Additional Considerations

For most occupational settings, recommendations about anthrax vaccine and antimicrobial PEP might be implemented in combination with use of appropriate PPE (2). In addition to receiving PEP for preventing anthrax, potentially exposed persons should be observed for signs of febrile illness. CDC has published guidelines on clinical evaluation of persons with possible anthrax, including antimicrobial treatment (1,2). Because the current vaccine supply is limited, ACIP recommends expanded and intensive efforts to improve anthrax vaccine production.

Recommendations for Additional Research

Because of the absence of data to guide public health recommendations in these critical areas, ACIP recommends studies on the safety and immunogenicity of anthrax vaccine for use in children, additional studies on the safety of anthrax vaccine during human pregnancy, and reproductive toxicology studies on anthrax vaccine in laboratory animals. To strengthen public health recommendations for PEP, ACIP recommends expanded animal studies to evaluate further the effectiveness of antimicrobial prophylaxis with and without anthrax vaccine, define the optimal duration of antimicrobial PEP for the prevention of inhalational anthrax, and evaluate alternative antimicrobial PEP regimens. Additional research also should be directed toward developing an improved vaccine for preventing anthrax and new therapeutic strategies, including use of antitoxin (e.g., hyperimmune globulin) for treating anthrax.

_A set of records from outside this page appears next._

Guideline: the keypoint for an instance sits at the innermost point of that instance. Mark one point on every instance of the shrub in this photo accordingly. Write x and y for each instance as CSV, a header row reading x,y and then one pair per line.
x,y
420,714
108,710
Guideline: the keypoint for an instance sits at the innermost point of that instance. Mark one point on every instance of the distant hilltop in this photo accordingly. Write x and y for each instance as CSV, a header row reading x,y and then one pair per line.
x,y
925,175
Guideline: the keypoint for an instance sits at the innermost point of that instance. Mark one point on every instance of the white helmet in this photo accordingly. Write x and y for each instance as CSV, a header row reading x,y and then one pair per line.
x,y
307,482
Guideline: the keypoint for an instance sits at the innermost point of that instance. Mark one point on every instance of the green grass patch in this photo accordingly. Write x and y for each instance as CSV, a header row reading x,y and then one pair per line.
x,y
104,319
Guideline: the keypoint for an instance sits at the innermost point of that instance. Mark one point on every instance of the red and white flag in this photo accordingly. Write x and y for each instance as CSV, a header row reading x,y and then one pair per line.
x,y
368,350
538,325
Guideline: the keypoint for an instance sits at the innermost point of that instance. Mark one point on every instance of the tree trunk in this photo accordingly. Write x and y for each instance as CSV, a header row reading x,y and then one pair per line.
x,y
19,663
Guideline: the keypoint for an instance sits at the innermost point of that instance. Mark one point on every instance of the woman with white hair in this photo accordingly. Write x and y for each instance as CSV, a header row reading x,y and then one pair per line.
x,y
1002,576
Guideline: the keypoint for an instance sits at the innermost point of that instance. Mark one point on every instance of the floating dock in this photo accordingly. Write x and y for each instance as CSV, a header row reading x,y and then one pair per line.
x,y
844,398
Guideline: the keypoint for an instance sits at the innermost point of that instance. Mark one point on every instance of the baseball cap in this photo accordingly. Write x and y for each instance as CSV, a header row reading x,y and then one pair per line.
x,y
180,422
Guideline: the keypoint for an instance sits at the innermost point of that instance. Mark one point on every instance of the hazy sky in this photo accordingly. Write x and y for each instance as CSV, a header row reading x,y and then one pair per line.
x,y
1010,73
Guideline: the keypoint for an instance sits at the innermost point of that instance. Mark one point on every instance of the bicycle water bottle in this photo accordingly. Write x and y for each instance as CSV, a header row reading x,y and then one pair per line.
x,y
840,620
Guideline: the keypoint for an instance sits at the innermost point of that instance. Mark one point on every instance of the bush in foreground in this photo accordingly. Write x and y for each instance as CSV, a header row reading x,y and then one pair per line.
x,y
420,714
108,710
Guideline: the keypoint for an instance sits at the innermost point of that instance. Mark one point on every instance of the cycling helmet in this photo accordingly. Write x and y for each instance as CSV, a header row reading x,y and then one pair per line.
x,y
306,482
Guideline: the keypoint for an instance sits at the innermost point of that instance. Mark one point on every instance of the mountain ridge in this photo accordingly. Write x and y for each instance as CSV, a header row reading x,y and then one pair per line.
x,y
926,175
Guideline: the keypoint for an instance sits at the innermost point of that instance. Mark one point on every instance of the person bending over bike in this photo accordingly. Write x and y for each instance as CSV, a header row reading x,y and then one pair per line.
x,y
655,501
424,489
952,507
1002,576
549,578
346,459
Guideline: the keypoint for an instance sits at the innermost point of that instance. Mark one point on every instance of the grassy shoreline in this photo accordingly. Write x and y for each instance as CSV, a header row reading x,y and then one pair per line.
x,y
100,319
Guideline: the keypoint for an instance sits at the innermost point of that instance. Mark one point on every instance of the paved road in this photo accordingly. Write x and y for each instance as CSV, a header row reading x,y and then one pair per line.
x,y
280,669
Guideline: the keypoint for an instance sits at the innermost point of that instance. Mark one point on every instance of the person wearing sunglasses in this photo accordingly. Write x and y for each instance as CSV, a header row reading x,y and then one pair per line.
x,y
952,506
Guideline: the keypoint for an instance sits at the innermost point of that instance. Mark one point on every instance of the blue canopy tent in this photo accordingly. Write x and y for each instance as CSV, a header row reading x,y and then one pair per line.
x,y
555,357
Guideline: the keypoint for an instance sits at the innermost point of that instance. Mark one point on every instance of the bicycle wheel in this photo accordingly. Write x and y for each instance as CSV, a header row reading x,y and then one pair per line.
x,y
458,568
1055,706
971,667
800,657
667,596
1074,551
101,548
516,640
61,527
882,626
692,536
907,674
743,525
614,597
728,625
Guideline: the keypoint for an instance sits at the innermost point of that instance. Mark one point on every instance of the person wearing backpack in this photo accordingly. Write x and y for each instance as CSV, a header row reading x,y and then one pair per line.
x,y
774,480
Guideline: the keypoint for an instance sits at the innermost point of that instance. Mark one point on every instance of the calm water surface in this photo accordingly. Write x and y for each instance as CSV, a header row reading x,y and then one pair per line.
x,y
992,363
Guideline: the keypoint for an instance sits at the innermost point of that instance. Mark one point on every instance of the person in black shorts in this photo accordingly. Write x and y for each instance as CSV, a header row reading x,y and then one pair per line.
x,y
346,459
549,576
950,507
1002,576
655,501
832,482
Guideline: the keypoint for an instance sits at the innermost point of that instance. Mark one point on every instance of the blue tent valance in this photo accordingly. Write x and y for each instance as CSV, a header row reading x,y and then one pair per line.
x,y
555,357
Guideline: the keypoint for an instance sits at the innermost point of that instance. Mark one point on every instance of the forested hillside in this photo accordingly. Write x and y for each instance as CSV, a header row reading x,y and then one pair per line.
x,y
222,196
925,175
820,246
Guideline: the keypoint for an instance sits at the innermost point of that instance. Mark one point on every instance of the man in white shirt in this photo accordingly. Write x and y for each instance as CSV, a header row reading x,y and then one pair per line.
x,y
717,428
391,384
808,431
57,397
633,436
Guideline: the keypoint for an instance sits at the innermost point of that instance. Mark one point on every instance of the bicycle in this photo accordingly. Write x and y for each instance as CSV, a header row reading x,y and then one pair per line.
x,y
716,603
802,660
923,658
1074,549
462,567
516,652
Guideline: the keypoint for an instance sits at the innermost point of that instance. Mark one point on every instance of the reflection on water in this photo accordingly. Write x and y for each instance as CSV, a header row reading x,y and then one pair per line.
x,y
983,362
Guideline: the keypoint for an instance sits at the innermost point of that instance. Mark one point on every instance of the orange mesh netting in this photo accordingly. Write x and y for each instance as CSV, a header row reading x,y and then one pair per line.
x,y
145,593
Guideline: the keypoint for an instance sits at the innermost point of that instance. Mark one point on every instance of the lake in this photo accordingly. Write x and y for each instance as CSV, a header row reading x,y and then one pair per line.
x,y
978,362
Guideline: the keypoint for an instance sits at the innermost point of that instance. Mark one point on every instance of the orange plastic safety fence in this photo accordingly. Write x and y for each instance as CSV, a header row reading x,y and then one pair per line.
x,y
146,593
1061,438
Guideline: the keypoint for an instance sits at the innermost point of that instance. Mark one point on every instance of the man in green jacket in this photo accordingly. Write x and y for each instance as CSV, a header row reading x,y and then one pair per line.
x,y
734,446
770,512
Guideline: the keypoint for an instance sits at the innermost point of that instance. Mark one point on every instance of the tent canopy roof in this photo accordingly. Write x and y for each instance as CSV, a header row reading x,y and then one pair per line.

  1. CDC. Use of anthrax vaccine in the United States: recommendations of the Advisory Committee on Immunization Practices (ACIP). MMWR 2000;49(No. RR-15).
  2. CDC. Occupational health guidelines for remediation workers at Bacillus anthracis--contaminated sites---United States, 2001--2002. MMWR 2002;51;786--9.

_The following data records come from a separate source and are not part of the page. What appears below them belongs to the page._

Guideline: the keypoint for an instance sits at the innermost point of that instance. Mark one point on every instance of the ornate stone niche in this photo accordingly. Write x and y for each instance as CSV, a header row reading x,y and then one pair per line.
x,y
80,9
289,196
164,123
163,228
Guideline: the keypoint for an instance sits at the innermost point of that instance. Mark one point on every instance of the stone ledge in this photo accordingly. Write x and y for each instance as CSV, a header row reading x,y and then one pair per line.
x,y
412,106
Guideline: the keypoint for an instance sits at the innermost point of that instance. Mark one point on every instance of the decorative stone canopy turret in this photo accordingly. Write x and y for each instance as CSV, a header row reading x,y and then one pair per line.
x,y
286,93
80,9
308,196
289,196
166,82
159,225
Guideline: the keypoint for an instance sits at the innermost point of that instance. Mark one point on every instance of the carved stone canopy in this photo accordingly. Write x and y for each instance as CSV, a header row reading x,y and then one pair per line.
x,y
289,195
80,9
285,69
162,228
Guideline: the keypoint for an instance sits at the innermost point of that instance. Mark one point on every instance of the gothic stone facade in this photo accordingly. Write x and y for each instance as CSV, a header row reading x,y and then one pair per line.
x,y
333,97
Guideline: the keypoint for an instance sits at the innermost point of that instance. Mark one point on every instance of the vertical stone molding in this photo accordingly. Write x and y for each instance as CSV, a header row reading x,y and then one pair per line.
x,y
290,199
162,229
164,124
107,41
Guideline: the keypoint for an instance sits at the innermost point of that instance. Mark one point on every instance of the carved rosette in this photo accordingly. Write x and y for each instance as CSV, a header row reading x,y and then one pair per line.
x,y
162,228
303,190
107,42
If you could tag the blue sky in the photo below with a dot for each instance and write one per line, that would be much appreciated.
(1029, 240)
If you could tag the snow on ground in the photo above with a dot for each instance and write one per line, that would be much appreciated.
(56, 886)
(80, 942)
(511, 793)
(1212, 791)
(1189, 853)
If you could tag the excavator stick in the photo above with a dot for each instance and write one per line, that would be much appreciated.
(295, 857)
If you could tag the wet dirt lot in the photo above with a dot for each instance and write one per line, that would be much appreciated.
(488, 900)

  3. CDC. Biological and chemical terrorism: strategic plan for preparedness and response: recommendations of the CDC Strategic Planning Workgroup. MMWR 2000;49(No. RR-4).
  4. Shepard CW, Soriano-Gabarro M, Zell ER, et al. Antimicrobial postexposure prophylaxis for anthrax: adverse events and adherence. Emerg Infect Dis 2002;8:1124--32.

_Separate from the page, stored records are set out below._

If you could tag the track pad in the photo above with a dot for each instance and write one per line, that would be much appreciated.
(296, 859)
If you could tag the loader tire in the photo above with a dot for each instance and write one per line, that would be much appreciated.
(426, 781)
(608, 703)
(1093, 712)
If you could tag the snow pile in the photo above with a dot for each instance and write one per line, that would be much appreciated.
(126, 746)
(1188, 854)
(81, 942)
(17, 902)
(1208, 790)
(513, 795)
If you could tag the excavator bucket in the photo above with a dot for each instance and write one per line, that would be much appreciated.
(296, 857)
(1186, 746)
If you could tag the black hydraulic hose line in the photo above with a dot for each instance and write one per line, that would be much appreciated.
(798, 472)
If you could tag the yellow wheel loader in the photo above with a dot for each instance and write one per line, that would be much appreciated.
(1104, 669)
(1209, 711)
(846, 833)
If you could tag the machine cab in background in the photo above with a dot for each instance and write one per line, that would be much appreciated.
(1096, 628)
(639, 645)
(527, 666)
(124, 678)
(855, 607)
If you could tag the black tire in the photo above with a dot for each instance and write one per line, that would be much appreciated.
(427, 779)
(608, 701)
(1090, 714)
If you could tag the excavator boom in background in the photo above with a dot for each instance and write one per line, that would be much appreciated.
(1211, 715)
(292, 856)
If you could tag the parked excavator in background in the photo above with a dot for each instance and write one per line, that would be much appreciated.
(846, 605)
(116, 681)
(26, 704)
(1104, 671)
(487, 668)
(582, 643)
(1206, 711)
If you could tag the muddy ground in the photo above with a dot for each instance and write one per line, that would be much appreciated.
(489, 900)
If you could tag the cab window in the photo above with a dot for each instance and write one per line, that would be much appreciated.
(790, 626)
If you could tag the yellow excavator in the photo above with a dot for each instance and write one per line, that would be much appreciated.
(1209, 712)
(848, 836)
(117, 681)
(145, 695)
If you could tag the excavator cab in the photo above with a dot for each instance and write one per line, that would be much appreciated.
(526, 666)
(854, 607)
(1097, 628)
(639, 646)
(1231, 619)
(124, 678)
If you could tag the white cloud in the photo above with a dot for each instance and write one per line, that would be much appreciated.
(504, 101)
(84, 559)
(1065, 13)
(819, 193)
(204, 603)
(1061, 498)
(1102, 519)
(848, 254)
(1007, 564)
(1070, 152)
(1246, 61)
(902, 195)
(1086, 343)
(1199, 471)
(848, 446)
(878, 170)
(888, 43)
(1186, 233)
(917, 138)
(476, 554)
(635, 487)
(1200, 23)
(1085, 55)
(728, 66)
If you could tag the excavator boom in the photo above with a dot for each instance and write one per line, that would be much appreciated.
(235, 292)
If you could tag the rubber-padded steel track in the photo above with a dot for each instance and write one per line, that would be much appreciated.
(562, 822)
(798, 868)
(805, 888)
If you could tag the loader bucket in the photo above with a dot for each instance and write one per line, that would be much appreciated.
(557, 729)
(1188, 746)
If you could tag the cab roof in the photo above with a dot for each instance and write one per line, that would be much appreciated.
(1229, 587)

  5. Meselson M, Guillemin J, Hugh-Jones M, et al. 1994. The Sverdlosk anthrax outbreak of 1979. Science 1994;226:1202--7.
  6. Friedlander AM, Welkos SL, Pitt ML, et al. Postexposure prophylaxis against experimental inhalation anthrax. J Infect Dis 1993;167:1239--42.
  7. Henderson DW, Peacock S, Belton FC. Observations on the prophylaxis of experimental pulmonary anthrax in the monkey. J Hyg 1956;54:28--36.
  8. Pittman PR, Kim-Ahn G, Pifat DY, et al. Anthrax vaccine: immunogenicity and safety of a dose-reduction, route-change comparison study in humans. Vaccine 2002;20:1412--20.
  9. Brachman PS, Gold H, Plotkin SA, Fekety FR, Werrin M, Ingraham NR. Evaluation of human anthrax vaccine. Am J Public Health 1962;52:632--45.
  10. CDC. Biosafety in microbial and biomedical laboratories, 5th ed. In: Richmond JY, McKinney RW, eds. Washington, DC: U.S. Department of Health and Human Services, CDC, 2001.